Awal Seftember lalu, tak sengaja kutemukan sebuah Pens Pej bertemakan “PENDAKIAN BERSAMA TUNANETRA DAN PERINGATAN SUMPAH PEMUDA KE-85 DI GUNUNG PAPANDAYAN GARUT”.
Selain keingintahuanku pada sebuah gunung, nama Garut yang merupakan tanah kelahiranku menjadikan profil kegiatan itu memiliki daya tarik tersendiri.
Segera aku SMS salahsatu nomor kontak yang tertera dalam Pens Pej itu. Namanya Mbak Tarini.
Suaranya yang ramah membuat aku nyaman mengajukan banyak pertanyaan, termasuk meminta tangguhan dalam membayar administrasi. Hehe.

Singkat cerita, Jumat, 1 November 2013, hari yang ditetapkan itupun tiba.
Perasaan senang, takut, khawatir dan semangat bercampur jadi satu.
Pukul setengah empat sore, begitu tiba dari kantor, di kamar kos sudah ada beberapa barang bantuan dari teman-teman super baik hati, guna melancarkan petualangan baruku.
Sleeping bag, matras, jaket tebal , sepatu kets sampai makanan yang dipesankan oleh mbak Tarini bertumpuk di tempat tidur.
Sementara teman-teman baik itu sudah tak terlihat lagi punggungnya. Mereka hanya mengirimkan satu pesan singkat mengharukan di handphonku.
“Happy hiking Dear! jgn lp oleh-olehnya”!
Aku mulai packing barang sambil Sesekali turut menyanyikan lagu , seolah pendakian sudah dimulai.
Bayangan betapa riang gembira mendaki gunung sudah berputar hebat di kepalaku.
“Mendaki gunung lewati lembah, sungai mengalir indah ke samudera, bersama teman bertualang! ….. …… ….. ”
Setelah semua siap, aku segera menelepon saudaraku yang berjanji menjemput sepulangnya dari tempat kerja, dan tidak lama menunggu, Vario bututnya terdengar meraung-raung di parkiran kosan.
“Ayo bantu bawa barang bawaan dong”! Aku meneriakinya dari balkon, dan sambil mengerutu dia naik ke kamar kemudian mengangkat semua barang ke motornya.
“Dijemput jam berapa Nens”? Tanya iparku begitu aku sampai di rumah mereka yang tak jauh dari pintu tol Cileunyi.
“Katanya sih, berangkat dari Monas jam delapan. Mungkin sampai di sini jam duabelasan”.

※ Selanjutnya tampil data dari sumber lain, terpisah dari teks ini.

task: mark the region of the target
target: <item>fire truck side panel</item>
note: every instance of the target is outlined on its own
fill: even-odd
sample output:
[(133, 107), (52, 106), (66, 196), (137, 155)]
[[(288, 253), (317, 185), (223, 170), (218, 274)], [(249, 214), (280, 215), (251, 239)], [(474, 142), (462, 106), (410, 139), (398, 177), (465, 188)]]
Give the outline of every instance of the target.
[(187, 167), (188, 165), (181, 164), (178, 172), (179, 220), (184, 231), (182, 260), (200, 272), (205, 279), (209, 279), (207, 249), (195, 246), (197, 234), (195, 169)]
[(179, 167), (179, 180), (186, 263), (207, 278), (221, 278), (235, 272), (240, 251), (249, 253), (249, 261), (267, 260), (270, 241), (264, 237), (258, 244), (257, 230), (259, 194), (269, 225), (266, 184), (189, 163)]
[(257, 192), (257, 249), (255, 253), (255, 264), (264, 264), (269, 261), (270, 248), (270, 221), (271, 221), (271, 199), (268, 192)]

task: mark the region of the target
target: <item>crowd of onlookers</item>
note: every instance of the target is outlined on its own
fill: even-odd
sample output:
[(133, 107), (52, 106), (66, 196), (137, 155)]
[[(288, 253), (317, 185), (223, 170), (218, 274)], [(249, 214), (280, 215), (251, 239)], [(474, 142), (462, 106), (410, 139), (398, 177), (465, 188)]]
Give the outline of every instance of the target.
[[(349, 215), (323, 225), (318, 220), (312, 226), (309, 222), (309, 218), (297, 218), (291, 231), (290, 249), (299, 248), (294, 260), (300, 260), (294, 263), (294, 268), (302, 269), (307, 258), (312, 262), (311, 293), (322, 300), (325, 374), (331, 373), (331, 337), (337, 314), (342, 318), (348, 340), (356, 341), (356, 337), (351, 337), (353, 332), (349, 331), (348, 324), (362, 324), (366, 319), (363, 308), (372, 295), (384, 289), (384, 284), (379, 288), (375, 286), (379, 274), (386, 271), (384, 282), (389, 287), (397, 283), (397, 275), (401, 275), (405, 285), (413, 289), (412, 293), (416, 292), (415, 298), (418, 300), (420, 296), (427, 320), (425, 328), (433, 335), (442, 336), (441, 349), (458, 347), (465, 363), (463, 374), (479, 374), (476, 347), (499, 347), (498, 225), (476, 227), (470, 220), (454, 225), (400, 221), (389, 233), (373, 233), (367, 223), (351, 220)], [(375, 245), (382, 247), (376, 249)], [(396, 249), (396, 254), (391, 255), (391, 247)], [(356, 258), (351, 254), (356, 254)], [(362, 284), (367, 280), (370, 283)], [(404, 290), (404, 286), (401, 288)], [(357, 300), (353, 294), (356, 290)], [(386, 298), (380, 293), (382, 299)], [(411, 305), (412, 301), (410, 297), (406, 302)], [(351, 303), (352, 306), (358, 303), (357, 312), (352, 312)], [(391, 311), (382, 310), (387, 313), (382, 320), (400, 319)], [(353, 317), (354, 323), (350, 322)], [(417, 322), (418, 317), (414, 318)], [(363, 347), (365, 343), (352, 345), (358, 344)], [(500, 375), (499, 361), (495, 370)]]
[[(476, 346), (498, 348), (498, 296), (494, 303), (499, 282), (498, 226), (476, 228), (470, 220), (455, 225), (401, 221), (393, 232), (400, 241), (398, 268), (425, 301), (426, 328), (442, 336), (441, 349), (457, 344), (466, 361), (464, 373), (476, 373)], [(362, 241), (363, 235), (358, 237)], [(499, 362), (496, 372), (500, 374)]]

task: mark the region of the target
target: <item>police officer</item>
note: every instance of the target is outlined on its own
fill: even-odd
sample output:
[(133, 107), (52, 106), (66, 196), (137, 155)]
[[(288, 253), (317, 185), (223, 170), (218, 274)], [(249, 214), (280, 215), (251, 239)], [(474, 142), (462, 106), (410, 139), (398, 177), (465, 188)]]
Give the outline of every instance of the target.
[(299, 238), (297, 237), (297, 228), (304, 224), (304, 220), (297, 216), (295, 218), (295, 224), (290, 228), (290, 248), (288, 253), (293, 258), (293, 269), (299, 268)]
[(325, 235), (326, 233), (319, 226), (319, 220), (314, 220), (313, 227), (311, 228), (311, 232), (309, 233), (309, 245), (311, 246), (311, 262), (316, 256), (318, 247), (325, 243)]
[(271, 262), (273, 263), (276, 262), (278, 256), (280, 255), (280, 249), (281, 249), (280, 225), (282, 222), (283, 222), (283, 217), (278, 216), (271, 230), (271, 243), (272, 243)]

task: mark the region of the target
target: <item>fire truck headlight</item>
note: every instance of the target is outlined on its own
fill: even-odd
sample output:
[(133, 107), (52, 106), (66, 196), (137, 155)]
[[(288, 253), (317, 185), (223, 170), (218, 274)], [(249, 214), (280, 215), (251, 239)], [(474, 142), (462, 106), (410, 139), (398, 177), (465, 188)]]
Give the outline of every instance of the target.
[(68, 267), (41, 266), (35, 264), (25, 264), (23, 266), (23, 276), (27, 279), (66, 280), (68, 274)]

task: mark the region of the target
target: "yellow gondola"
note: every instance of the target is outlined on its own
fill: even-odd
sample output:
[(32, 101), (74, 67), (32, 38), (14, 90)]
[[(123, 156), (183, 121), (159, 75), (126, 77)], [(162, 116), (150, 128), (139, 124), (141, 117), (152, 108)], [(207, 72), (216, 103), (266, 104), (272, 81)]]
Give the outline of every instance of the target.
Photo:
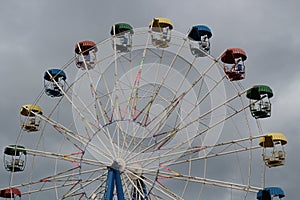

Setelah makan malam, aku menunggu kabar dari mbak Tarini dengan memaksakan tidur, itupun karena kakakku yang memaksa, takut masuk angin katanya.
Dengan susah payah aku mencoba untuk memejamkan mata, dan akhirnya pergi juga ke puncak gunung, meski baru dalam impian.
Jam setengah satu aku terbangun karena mendengar Handphon berdering. Mbak Tarini baru mengabarkan kalau masih di tengah tol. mungkin satu atau dua jam lagi baru sampai.
“Tidur lagi aja lah! toh pasti masih lama”! perintah Kakakku lagi sambil menyalakan TV.
Sejak itu mataku malah jadi tidak mengantuk. Mimpi naik gunung yang hampir muncak saja sudah memuai entah kemana. Mungkin ikut mengering bersama iler di bantal tadi. hehe.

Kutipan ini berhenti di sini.